Obi-Wan looked at his clenched hands. Since he had woken up, they had never quite stopped shaking. His vision, too, was slower to recover than Qui-Gon's, and he was still half blind. "Would you be my Master?" he asked, in a rush. He blushed, and it was the first colour Qui-Gon had seen in his face.
He closed his hands around Obi-Wan's. "No, Obi-Wan."
Obi-Wan gasped, then cut the sound off abruptly. He bit his lip, and was making a deliberate and desperate effort not to show his pain. So he must always have been with Ki-Adi-Mundi.
Cursing himself for the worst kind of idiot, Qui-Gon touched Obi-Wan's chin and lifted his face until their eyes met. "I can't, Obi-Wan. There is nothing I can teach you. If anything, it is you who can teach me - and teach all of us."

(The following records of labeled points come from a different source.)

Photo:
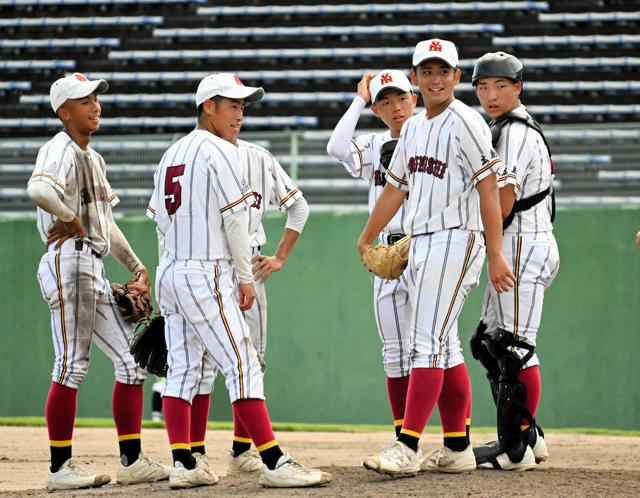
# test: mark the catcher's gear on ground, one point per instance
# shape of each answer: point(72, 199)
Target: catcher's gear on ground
point(134, 306)
point(149, 348)
point(387, 261)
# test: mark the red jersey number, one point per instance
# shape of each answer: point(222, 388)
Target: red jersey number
point(172, 188)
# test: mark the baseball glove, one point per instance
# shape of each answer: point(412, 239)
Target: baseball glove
point(148, 347)
point(133, 304)
point(387, 261)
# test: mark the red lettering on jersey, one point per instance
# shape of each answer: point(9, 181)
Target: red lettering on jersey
point(385, 78)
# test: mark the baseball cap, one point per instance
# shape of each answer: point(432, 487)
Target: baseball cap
point(226, 85)
point(435, 49)
point(389, 78)
point(74, 86)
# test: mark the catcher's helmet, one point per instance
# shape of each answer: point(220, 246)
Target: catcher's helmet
point(496, 64)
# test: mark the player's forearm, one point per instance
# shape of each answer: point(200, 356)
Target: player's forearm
point(47, 198)
point(236, 227)
point(491, 214)
point(122, 251)
point(387, 205)
point(339, 145)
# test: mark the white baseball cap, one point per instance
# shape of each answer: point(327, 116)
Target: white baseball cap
point(74, 86)
point(226, 85)
point(389, 78)
point(435, 49)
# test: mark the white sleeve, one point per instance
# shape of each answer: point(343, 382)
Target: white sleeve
point(236, 226)
point(45, 196)
point(339, 145)
point(297, 215)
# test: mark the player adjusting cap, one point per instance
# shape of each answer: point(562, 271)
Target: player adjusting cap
point(74, 86)
point(389, 78)
point(226, 85)
point(435, 49)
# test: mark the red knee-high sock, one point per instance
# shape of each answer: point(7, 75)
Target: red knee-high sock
point(425, 385)
point(397, 388)
point(530, 377)
point(199, 419)
point(60, 414)
point(126, 405)
point(453, 404)
point(241, 437)
point(177, 417)
point(253, 415)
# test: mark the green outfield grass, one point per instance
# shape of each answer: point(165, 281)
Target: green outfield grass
point(300, 427)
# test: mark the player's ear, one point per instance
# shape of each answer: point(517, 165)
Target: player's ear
point(413, 77)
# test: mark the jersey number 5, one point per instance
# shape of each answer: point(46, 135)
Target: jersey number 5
point(172, 188)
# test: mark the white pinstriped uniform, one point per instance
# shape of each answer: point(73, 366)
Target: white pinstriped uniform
point(529, 244)
point(439, 161)
point(73, 280)
point(390, 297)
point(198, 182)
point(270, 184)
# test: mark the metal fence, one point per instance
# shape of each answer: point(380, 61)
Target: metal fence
point(594, 165)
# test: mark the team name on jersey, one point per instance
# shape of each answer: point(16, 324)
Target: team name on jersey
point(427, 164)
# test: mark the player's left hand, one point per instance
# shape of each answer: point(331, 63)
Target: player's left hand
point(264, 266)
point(500, 274)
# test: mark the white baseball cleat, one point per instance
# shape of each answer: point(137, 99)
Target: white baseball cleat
point(245, 462)
point(180, 477)
point(72, 476)
point(540, 450)
point(503, 462)
point(290, 474)
point(449, 461)
point(142, 470)
point(396, 460)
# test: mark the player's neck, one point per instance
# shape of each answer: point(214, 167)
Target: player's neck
point(434, 110)
point(82, 140)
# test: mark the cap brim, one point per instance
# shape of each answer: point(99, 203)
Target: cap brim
point(89, 87)
point(385, 88)
point(429, 57)
point(246, 93)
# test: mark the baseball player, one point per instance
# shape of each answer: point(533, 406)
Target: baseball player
point(367, 157)
point(506, 337)
point(74, 217)
point(445, 160)
point(201, 204)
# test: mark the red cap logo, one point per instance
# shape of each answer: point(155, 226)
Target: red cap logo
point(385, 78)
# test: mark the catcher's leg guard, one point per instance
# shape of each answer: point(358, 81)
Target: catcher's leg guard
point(512, 393)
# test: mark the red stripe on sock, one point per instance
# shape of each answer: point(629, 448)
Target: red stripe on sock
point(60, 412)
point(424, 389)
point(253, 415)
point(126, 406)
point(397, 390)
point(530, 377)
point(455, 399)
point(177, 417)
point(200, 417)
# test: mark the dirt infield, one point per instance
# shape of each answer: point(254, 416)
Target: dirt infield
point(579, 466)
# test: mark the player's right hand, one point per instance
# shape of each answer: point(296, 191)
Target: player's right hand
point(247, 296)
point(500, 274)
point(363, 86)
point(61, 231)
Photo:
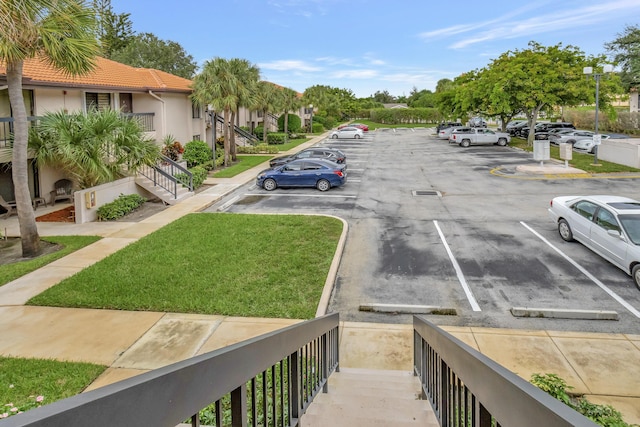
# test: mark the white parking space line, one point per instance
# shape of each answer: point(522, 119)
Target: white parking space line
point(337, 196)
point(602, 286)
point(456, 266)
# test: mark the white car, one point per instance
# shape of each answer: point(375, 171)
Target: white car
point(608, 225)
point(348, 132)
point(586, 144)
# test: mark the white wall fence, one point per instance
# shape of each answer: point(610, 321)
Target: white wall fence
point(88, 201)
point(622, 151)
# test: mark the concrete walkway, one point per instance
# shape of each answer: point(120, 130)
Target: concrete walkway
point(605, 367)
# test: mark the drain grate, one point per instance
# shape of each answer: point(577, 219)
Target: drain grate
point(426, 193)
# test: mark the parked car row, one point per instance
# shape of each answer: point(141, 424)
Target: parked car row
point(608, 225)
point(319, 167)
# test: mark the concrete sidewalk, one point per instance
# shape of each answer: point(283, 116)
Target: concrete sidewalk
point(605, 367)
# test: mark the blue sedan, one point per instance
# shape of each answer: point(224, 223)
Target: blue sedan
point(321, 174)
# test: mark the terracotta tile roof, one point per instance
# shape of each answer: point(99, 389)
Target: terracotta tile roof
point(107, 74)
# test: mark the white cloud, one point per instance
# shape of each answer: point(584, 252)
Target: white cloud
point(288, 65)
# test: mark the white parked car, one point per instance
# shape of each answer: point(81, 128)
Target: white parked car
point(608, 225)
point(586, 144)
point(348, 132)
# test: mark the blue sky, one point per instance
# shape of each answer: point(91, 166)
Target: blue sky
point(375, 45)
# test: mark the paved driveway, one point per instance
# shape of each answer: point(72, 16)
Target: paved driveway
point(431, 225)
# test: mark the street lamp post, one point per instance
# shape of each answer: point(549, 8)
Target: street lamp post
point(588, 71)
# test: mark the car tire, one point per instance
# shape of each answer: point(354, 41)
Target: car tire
point(565, 230)
point(635, 273)
point(323, 185)
point(269, 184)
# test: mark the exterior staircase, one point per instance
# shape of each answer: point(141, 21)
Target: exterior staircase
point(369, 397)
point(166, 196)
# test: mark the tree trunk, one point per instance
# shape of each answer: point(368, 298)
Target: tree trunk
point(227, 144)
point(264, 127)
point(232, 139)
point(19, 163)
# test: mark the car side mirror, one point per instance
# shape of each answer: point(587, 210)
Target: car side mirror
point(615, 233)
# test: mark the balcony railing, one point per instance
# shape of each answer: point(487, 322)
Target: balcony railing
point(269, 381)
point(467, 389)
point(145, 120)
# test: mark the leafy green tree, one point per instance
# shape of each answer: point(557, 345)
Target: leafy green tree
point(114, 29)
point(225, 84)
point(267, 99)
point(62, 32)
point(93, 148)
point(290, 102)
point(247, 76)
point(145, 50)
point(625, 51)
point(540, 78)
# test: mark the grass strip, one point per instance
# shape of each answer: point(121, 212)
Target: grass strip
point(28, 383)
point(212, 263)
point(10, 272)
point(581, 161)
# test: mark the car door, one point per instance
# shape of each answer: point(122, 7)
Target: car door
point(311, 172)
point(290, 174)
point(610, 246)
point(582, 219)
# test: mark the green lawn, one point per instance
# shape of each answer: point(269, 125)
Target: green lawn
point(212, 263)
point(578, 160)
point(10, 272)
point(28, 383)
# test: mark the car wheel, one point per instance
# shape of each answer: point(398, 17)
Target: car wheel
point(269, 184)
point(323, 185)
point(565, 230)
point(636, 275)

"That doesn't matter." Obi-Wan's voice was heated, and hoarse with unshed tears. "I want a Master and I want it to be you. I want to..."
"I know." And Qui-Gon did know. How wonderful it would be to be able to say the words "my apprentice" without thinking of darkness and betrayal. "But..." He decided to take a risk, and this time it was he who was blushing. Worse than a boy with a crush, he chided himself, but strangely he felt little shame. "On one condition."
"What's that?" A smile played round Obi-Wan's lips, as if he already knew - and perhaps he did. All the Jedi felt the emotions of all others very intensely. It was a marvel, now, but Qui-Gon knew that the first thing they all needed to learn was how to shield their minds. Not that he wanted to shield himself from Obi-Wan, he realised.
Qui-Gon took Obi-Wan's face in his hands, cupping it gently. "We can be Master and apprentice, Obi-Wan, but I would also like us to be something else to each other too."
Obi-Wan blinked in pretended innocence. "What could that be, Master?"
Qui-Gon's heart warmed to hear that word on Obi-Wan's lips, but he did not speak. Instead he just leant forward and kissed him deeply, showing him that way.
"I think I could live with that," Obi-Wan said, some time later.
Then Qui-Gon pulled him down again, and for a long time there was no speaking.